Sunday, November 23, 2008

seeking direction...and overcoming imperfections

i am so frustrated with myself.

my weaknesses become glaring when i sit here at my keyboard and begin to 'write'. my mind is akin to a dandelion... all fluff, lots of little parts, easily scattered in any breeze that wafts past.

i have thoughts. incredible, wondrously brilliant thoughts. ideas i can't wait to share with the world. conceptions that many others have also conceived, each of us brings our own perspective to the kaleidoscope of creation, each no less vital to the Whole.

this is where my lack of higher education is glaringly obvious to me, to you, to everyone. not that i didn't qualify for that higher education. my life choices took me in a different direction. this makes me wonder "WHY?" some innate flaw in my psyche, in the structure of my physical brain??

flaws. i was devastated when i learned that dimples were flaws... to learn that i was flawed for all the world to see and that such a fuss was made of my flaws... is that when i began to curl inwards??

ah, i am beginning to sound sulky. and i am not. i am a ray of sunshine... and i even have my Isis coffee mug in hand....
now, there's another subject!! Isis/Sirius... go check out Secret Sun for some great info on that subject!!

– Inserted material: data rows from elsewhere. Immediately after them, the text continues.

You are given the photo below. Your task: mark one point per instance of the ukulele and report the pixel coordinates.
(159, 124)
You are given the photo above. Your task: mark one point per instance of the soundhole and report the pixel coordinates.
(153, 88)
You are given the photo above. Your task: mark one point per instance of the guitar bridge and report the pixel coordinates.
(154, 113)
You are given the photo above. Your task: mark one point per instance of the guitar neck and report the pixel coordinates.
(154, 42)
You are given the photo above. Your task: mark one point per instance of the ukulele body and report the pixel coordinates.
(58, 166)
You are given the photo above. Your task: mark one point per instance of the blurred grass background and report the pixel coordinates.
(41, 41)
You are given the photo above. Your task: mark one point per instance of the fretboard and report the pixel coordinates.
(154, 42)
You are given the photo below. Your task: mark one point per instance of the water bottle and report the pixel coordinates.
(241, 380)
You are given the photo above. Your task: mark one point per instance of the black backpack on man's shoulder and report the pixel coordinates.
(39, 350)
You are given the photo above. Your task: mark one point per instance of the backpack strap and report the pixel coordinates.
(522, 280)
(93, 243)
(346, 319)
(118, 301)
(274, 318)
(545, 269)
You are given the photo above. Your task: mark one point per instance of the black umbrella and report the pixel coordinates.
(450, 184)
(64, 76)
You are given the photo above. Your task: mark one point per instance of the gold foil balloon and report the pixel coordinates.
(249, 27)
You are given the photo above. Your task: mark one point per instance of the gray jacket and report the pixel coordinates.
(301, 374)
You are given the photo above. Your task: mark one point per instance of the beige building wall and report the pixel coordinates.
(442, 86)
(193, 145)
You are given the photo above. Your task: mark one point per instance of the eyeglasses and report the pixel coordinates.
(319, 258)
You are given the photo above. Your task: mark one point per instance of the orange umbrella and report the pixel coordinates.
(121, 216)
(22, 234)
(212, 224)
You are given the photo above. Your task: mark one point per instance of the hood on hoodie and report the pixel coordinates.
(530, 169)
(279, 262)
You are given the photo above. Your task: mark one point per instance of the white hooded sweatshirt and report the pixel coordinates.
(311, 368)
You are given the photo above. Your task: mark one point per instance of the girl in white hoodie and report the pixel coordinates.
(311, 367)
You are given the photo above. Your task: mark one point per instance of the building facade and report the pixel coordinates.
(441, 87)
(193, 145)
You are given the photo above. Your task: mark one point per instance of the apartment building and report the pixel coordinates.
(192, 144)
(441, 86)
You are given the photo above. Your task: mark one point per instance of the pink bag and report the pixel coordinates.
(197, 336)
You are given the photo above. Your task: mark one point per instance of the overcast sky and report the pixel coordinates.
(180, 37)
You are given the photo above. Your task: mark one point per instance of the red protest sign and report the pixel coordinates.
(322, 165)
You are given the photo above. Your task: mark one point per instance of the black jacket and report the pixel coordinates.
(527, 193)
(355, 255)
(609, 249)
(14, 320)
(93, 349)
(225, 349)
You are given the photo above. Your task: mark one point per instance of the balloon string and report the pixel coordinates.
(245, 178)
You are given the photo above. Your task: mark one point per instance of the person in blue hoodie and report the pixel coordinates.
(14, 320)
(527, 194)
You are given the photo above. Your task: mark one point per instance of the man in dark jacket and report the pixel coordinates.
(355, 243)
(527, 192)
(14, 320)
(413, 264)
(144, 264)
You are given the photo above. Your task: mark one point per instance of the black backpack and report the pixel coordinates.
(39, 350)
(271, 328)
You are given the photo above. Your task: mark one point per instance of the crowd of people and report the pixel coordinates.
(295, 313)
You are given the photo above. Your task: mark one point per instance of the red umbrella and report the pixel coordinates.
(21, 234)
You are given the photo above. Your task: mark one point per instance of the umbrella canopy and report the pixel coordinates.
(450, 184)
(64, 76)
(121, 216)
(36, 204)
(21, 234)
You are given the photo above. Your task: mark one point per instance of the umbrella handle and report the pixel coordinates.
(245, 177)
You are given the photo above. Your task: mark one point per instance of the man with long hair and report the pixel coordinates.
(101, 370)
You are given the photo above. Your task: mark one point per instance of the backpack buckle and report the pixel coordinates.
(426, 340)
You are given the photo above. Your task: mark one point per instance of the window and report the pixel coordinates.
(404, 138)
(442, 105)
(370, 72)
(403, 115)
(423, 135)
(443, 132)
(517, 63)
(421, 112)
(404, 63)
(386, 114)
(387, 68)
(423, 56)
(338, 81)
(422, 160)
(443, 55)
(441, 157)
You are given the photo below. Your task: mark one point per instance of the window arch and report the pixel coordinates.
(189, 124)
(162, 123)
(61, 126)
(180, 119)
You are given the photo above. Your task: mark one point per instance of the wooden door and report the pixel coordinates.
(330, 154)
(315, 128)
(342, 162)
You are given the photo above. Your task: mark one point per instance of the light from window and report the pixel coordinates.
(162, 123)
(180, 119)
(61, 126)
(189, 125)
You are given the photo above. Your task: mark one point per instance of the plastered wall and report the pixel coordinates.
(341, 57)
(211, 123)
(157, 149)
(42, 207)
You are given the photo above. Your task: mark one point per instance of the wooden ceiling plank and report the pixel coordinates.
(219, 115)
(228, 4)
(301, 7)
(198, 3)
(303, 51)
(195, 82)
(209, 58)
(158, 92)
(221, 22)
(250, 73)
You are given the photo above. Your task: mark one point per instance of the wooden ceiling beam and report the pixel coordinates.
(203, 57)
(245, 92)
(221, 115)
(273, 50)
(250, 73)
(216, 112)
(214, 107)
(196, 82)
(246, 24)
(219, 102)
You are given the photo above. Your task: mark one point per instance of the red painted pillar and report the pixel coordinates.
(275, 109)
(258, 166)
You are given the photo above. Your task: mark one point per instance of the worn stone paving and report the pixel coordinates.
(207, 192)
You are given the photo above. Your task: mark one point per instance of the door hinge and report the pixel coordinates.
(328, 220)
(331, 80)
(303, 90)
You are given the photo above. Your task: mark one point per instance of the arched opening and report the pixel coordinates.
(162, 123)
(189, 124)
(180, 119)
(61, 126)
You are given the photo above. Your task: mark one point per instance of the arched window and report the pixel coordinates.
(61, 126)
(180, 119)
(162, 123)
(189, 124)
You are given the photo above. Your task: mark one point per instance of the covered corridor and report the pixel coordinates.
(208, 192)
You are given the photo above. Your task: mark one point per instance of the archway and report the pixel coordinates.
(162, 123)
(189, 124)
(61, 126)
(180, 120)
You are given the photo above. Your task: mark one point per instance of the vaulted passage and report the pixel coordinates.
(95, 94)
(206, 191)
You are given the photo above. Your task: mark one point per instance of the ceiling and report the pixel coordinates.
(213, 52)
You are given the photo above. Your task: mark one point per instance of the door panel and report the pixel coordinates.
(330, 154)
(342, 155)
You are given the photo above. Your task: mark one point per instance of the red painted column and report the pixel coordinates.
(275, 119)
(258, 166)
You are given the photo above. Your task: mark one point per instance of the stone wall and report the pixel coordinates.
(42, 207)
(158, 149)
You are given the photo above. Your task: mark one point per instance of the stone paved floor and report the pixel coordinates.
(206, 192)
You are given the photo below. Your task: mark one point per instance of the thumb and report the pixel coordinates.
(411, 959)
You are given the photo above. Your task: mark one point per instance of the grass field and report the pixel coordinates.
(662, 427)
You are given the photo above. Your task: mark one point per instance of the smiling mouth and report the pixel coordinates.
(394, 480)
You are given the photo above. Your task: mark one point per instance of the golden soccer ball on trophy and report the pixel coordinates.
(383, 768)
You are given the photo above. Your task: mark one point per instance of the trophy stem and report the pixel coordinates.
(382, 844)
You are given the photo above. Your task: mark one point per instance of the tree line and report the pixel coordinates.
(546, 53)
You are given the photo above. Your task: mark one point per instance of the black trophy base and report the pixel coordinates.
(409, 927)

i woke up this morning pondering what would be interesting to write about? should i focus on one subject (ME??? focus on ONE subject!?!) should i write this as a diary (how boring!)? i have no real field of expertise, except survival and motherhood...

my point is that i am not educated enough to put my ideas into big words that sound intelligently thought out.
i am not able to focus my thinking into anything resembling a well thought out and thoroughly researched thesis.... instead, i will leave that to the brilliant minds who can be found everywhere on the internet, and i will just work on creating something beautiful, uplifting and hopefully thought-provoking and interesting.

today's blog isn't that... lol. this, i suppose, is my excuse for my writing style, my total informality ...

ex·cuse
To explain (a fault or an offense) in the hope of being forgiven or understood: He arrived late and excused his tardiness in a flimsy manner.
To make allowance for; overlook: Readers must excuse the author's youth and inexperience


i will leave you with this thought by Oscar Wilde...

A dreamer is one who can only find his way by moonlight,
and his punishment is that he sees the dawn before the rest of the world.





1 comment:

davidly said...

Links have led me to this entry of yours, which - despite what you may think - is influenced by a much higher education than that taught at so-named institutions; clearly you've a skill with expression.

The most profound thing about this scribe - if you'll excuse a "however" - or perhaps my reading of it, was its subsequence to a long-distance on-line discussion I've been having with Mother and Brother. We've lamented our insufficiency at distilling our thoughts with "Aha!" eloquence.

Regarding imperfections and directions, another sync further blew me away. I'd just finished my own related observation just prior to stumbling onto yours.

Words can be so wonderful. THANKS for GIVING yours and not keeping them to yourself.